As its name suggests, these funds are a mixture of debt and equity. However, the weightage of equity determines the risk levels and intensity of these funds. Some hybrid fund types are arbitrage, balanced, aggressive, etc.

  1. Other funds

The scope of investments is wide enough, and different types of mutual funds seek to cover it. Some unique funds like gold funds, funds of funds and international funds.

Categorisation Based on Management

In mutual funds, the added advantage of professional fund management usually attracts investors. Therefore, types of mutual funds in India can also be categorised based on the efforts of funds managers for its management as follows:

  1. Active Funds

These funds are specifically for investors willing to earn higher returns than regular markets. Fund managers select the strategies that outperform the market. However, due to these additional efforts, the expense ratio for managing this type can be higher.

  1. Passive Funds

Funds which do not require extensive management and seek to match the market performance are known as passive funds. Exchange-Traded Funds (ETFs) are a classic example for this. Moreover, investors may incur less cost in their management.

Categorisation Based on Investment Objectives

Diverse experiences and opinions give rise to different investment objectives among investors. Different types of mutual funds are categorised among some of these common objectives as follows:

  • Growth

Usually, these schemes seek investment for a long time for capital appreciation through compounding effects. Equity schemes are categorised under this group. The main concern in these funds is short-term volatility. Investors should be able to manage without making hasty decisions.

  • Income

Along with moderate capital growth, investors mainly benefit from potential income earning opportunities in the short term under this scheme. Usually, fixed-income asset schemes or debt schemes are considered under the income group.

  • Liquid

Investors focusing highly on short-term incomes can invest in liquid or overnight funds.
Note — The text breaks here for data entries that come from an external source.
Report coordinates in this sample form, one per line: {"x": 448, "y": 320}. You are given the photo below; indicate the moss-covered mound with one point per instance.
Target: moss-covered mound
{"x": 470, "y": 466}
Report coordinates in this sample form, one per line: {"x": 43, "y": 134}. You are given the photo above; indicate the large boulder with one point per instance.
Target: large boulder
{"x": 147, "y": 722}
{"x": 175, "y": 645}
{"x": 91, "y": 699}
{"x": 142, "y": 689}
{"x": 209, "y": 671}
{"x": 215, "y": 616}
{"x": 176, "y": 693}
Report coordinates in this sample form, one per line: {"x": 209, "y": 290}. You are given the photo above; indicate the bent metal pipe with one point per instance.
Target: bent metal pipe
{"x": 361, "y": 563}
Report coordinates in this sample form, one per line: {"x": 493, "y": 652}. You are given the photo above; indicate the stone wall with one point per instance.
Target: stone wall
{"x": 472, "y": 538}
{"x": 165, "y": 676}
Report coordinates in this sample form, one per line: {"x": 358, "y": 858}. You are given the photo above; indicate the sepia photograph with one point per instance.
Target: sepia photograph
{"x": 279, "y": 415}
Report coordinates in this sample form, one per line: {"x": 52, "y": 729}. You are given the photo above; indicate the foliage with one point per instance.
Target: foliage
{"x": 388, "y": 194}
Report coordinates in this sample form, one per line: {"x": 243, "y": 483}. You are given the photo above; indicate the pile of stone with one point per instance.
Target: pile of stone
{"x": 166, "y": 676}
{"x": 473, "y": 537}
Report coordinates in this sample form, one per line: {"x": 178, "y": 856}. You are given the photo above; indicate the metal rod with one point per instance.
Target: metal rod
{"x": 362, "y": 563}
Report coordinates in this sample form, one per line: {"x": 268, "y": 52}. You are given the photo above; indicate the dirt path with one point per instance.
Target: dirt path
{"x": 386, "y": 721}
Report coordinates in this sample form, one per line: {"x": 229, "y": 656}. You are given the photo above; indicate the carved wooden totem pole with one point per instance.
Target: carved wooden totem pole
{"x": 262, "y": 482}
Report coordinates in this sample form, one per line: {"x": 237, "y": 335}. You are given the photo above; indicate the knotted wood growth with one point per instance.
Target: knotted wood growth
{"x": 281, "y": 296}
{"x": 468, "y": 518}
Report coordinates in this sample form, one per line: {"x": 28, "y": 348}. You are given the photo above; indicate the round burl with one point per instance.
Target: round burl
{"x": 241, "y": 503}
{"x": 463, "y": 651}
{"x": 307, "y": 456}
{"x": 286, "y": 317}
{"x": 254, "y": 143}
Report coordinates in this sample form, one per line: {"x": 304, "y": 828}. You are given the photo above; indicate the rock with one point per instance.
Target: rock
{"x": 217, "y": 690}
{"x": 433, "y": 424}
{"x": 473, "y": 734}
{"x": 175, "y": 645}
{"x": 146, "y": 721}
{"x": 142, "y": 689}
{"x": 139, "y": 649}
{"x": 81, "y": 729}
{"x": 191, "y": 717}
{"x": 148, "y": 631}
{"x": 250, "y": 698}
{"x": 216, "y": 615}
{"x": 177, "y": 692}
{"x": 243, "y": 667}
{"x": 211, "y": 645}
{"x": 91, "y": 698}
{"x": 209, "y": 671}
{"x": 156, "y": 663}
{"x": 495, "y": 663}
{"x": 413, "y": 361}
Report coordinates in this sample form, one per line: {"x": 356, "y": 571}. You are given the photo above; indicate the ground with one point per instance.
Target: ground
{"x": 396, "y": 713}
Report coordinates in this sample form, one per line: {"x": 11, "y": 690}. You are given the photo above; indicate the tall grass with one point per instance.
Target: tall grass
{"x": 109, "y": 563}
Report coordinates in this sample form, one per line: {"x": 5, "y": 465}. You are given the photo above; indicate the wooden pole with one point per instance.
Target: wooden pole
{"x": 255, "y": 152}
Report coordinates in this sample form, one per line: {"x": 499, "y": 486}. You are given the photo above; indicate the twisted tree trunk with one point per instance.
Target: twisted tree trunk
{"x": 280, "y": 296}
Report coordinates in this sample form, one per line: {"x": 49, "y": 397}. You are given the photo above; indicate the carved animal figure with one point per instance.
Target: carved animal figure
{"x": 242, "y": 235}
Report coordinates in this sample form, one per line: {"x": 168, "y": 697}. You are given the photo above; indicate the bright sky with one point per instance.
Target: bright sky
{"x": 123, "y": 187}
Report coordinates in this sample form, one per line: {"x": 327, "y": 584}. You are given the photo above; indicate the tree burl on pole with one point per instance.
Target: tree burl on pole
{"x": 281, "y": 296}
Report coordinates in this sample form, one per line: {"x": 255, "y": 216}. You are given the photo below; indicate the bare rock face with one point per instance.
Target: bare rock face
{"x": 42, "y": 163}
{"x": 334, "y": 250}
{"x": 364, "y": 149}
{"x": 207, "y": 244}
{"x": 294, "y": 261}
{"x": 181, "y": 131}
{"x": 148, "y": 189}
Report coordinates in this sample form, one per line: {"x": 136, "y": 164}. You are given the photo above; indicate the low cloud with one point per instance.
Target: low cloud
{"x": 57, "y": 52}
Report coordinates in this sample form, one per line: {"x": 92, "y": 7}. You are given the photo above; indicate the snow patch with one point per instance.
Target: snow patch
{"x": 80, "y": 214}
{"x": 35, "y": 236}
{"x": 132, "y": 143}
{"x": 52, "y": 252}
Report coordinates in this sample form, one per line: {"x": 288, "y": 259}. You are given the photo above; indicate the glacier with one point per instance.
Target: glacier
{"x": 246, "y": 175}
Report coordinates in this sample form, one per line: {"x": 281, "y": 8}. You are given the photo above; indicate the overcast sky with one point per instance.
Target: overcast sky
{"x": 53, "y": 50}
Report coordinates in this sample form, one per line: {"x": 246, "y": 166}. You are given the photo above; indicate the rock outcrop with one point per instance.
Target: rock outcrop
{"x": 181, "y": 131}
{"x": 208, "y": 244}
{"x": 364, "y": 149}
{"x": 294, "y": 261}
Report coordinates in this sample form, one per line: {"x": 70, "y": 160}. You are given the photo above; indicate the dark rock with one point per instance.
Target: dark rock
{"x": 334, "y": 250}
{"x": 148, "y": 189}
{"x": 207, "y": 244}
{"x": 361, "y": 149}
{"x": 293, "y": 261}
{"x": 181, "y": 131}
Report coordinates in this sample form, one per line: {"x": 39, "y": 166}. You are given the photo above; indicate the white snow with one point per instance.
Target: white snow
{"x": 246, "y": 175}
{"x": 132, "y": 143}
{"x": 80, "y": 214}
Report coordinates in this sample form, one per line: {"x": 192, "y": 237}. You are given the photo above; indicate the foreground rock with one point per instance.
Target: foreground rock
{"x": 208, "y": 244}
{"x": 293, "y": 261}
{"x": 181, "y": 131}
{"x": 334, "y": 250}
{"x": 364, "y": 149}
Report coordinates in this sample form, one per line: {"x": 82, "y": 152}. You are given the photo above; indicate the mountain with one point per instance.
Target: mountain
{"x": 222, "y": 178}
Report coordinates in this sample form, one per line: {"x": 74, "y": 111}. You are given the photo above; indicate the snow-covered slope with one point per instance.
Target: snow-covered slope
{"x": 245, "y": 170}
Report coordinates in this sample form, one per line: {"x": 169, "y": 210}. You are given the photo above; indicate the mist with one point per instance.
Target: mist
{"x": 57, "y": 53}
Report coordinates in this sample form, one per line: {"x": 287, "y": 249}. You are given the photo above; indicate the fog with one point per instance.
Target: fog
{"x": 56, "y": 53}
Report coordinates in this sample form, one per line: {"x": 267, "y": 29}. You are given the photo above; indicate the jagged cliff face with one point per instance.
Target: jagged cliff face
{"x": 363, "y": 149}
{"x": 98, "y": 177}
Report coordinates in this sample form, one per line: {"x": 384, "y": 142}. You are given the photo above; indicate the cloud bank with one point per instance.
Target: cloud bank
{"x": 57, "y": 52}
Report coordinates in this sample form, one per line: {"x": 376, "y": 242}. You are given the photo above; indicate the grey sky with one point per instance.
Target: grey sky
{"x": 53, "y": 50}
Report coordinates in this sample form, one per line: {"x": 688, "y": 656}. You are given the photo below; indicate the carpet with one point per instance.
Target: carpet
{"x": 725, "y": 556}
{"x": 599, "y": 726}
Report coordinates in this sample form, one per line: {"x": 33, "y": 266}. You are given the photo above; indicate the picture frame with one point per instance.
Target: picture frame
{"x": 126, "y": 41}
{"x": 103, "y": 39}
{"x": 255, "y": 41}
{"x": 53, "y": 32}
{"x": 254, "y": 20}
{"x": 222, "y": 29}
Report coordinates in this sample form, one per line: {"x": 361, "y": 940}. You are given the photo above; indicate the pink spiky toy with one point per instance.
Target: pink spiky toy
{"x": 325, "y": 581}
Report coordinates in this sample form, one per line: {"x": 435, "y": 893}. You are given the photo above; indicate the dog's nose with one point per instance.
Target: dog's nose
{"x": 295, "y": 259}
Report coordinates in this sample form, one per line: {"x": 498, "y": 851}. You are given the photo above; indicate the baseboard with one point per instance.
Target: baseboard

These invest in money market instruments with short validity. 

Selecting the Suitable Types of Mutual Funds

The wide acceptance of mutual funds in India can motivate investors. However, one type may not suit every investor. Understanding how many types of mutual funds are available for investment and their suitability is crucial. Investors can determine these aspects while selecting:

  • Investment aspirations
  • Time or maturity for investment 
  • Risk levels
  • Investment capacity
  • Desired asset

After this, investors can select the proper scheme based on different factors such as fund house, manager, expense ratio, etc.

Conclusion

Investing in mutual funds should be an informed decision rather than following the trend. Schemes are categorised based on asset, maturity, management and objectives. Investors can explore what are different types of mutual funds in India and invest according to their suitability.Starting your investment journey? Log in to PowerUp Money or download the financial management app today!

Frequently Asked Questions (FAQs)

Q: How are open-ended funds different from close-ended funds?

The maturity of funds differs based on their categorisation. In open-ended funds, the maturity is not fixed, and investments are liquid in normal business days. However, close-ended funds do not allow easy payout. It has fixed maturity.

Q: Can I invest in gold through mutual funds?

Yes, investors can use gold ETFs to invest indirectly in the gold. These schemes invest in physical gold or related instruments.

Q: What are ETFs?

A mutual fund scheme listed on the stock exchange is known as exchange-traded funds or ETFs. Such schemes require Demat accounts, and they provide better liquidity than others.

Q: How can solution-oriented funds help in wealth creation?

These schemes are focused on specific objectives like retirement and children's education. Having allocated funds helps reduce the burden on other investments and provides wealth-creation opportunities for them.

Q: What are different investment objectives?

Investors can have varied objectives while investing in mutual funds. It can be a regular income, capital appreciation, tax-saving, easy liquidity, etc.